Choose a reason for hiding this comment

The reason will be displayed to describe this comment to others. Learn more.

Done.

I also don't really understand the particular logic you used here. Possibly what you want is just tmp = (t2 & MAY_BE_REF)? That's the only thing that should be inherited from the original variable...

I wasn't familiar with why t2 was being used or if there were edge cases that I wasn't aware of that would require t2 (e.g. if this was deliberate for some op types). Apparently not.

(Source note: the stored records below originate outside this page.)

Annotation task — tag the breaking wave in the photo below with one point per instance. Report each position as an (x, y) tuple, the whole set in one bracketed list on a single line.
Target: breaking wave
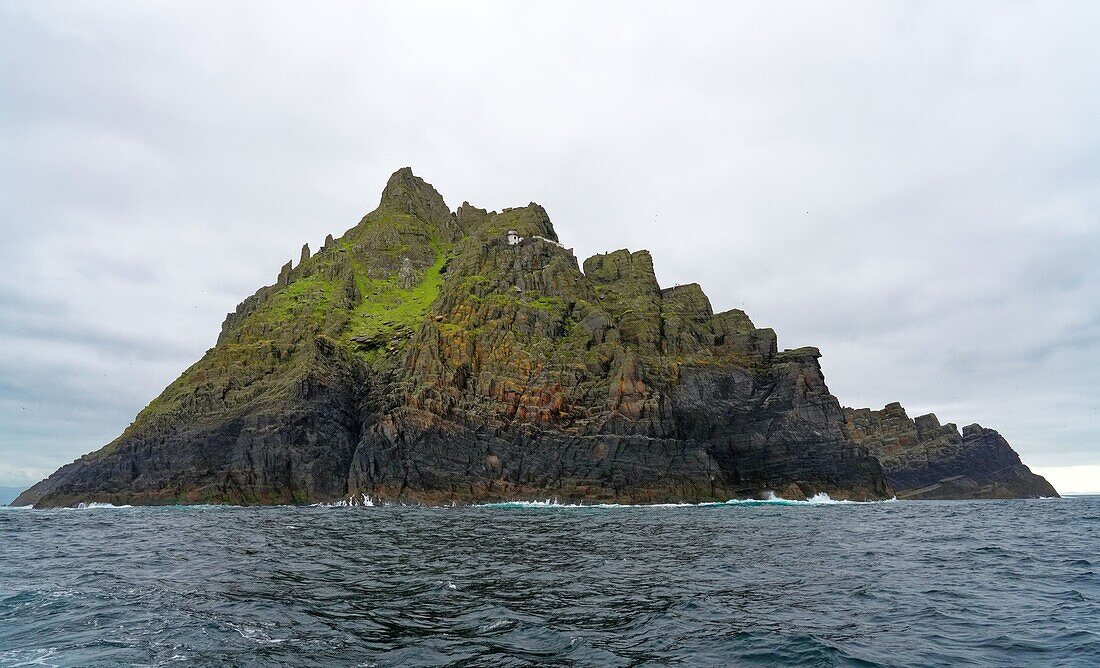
[(91, 505), (769, 499)]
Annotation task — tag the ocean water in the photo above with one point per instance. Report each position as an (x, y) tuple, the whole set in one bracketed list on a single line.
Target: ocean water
[(895, 583)]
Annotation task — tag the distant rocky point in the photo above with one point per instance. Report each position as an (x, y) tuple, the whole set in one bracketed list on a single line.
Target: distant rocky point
[(431, 356)]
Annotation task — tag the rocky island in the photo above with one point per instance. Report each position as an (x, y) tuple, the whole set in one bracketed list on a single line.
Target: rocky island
[(431, 356)]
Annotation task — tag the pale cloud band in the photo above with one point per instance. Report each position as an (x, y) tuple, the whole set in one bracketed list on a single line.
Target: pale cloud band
[(912, 187)]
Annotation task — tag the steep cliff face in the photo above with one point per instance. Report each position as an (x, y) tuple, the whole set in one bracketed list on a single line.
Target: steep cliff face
[(924, 459), (425, 357)]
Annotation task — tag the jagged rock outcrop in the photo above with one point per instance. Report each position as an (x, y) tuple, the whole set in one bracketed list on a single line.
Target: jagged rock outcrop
[(924, 459), (420, 357)]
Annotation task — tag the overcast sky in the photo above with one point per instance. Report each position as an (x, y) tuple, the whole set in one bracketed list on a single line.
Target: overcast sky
[(913, 187)]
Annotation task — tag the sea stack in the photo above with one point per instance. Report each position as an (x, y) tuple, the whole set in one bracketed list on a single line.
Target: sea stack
[(438, 357)]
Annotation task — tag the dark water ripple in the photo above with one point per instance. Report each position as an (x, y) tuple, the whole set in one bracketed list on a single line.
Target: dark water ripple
[(959, 583)]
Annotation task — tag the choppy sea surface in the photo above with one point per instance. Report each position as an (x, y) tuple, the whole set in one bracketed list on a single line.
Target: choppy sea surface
[(901, 583)]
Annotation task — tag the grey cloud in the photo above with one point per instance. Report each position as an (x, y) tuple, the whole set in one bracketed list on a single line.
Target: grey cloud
[(909, 186)]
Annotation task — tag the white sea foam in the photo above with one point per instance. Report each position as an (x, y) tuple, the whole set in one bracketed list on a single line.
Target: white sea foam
[(97, 505), (361, 500), (769, 499)]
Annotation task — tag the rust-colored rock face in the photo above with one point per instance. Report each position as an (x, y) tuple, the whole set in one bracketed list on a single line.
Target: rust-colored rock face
[(432, 357)]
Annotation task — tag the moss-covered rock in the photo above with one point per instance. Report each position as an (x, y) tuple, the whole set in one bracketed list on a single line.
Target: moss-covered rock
[(422, 357)]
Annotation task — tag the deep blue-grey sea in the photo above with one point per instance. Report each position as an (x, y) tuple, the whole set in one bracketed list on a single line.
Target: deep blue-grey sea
[(761, 583)]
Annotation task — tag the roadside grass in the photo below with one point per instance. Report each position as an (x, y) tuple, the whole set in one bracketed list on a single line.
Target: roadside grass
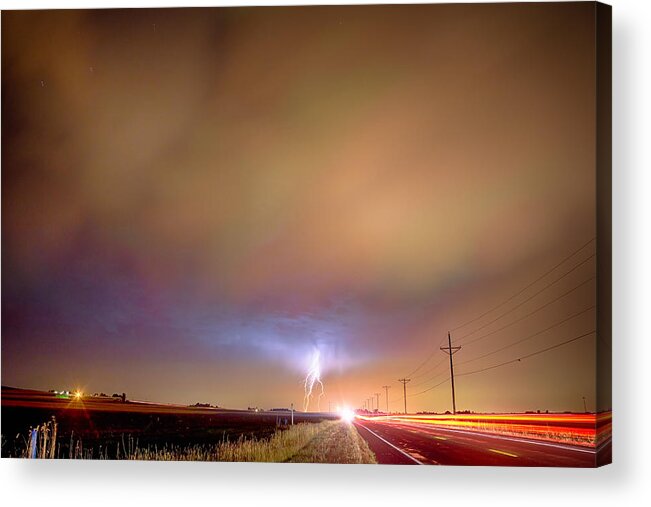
[(324, 442), (339, 442)]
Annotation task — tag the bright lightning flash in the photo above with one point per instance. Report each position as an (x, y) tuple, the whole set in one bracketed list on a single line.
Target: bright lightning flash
[(313, 381)]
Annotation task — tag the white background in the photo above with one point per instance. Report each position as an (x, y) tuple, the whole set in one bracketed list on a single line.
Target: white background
[(626, 482)]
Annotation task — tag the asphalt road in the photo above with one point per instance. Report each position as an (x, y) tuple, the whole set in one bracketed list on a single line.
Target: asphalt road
[(412, 443)]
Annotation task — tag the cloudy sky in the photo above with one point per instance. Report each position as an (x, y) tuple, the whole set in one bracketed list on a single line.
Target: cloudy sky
[(194, 201)]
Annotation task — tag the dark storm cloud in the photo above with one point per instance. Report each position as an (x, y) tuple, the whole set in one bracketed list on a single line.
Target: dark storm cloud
[(229, 188)]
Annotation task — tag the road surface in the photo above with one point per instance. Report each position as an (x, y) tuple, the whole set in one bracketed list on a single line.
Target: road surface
[(413, 443)]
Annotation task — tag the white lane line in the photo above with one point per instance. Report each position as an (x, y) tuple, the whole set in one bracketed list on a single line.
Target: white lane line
[(390, 444), (500, 437)]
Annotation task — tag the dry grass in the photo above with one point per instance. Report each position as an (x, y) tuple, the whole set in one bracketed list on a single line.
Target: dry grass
[(325, 442), (339, 442)]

I discovered that opcache infers that the variable can be undefined
within the loop body (or any types prior to the loop)

This seems to be unnecessary - the sources of blocks outside of the loop body
include both FE_FETCH_R and FE_FETCH_RW.
@TysonAndre TysonAndre changed the title Infer value is not undef within foreach; Speed up ZEND_IS_IDENTICAL Infer value is not undef within foreach Dec 7, 2019
TysonAndre added a commit to TysonAndre/php-src that referenced this pull request Dec 7, 2019
Add a specialized opcode handler to use for `===`/`!==` when:

1. At least one side is a $cv, and the other is a $cv or CONST
   (avoids the need to free operands)
2. Neither operand can be undefined or a reference
   (avoids the need for error handling and dereferencing)

```
// Elapsed time decreased from 0.275 seconds to 0.243 seconds in combination
// with PR php#4982
function count_same(array $values) {
    $same = 0;
    foreach ($values as $x) {
        foreach ($values as $y) {
            if ($y === $x) {
                $same++;
            }
        }
    }
    return $same;
}
$values = range(0, 5000);
$values[] = new stdClass();
$values[] = null;
$values[] = 3;
$start = microtime(true);
$total = count_same($values);
```
@nikic
Copy link
Member

nikic commented Dec 7, 2019

Unfortunately this won't work: The old value is going to be preserved when FE_FETCH aborts the iteration, as we don't distinguish the two cases here.

It also looks like we have a related miscompile:

<?php

function test() {
    $a = ["3"];
    $x = 1;
    foreach ($a as $x) {
        $x = 2.0;
    }
    var_dump($x);
}
test();

This prints "3" instead of 2.

@TysonAndre
Copy link
Contributor Author

TysonAndre commented Dec 7, 2019

It also looks like we have a related miscompile in sccp:

That miscompile predates this PR, and can also be found in php 7.4-dev.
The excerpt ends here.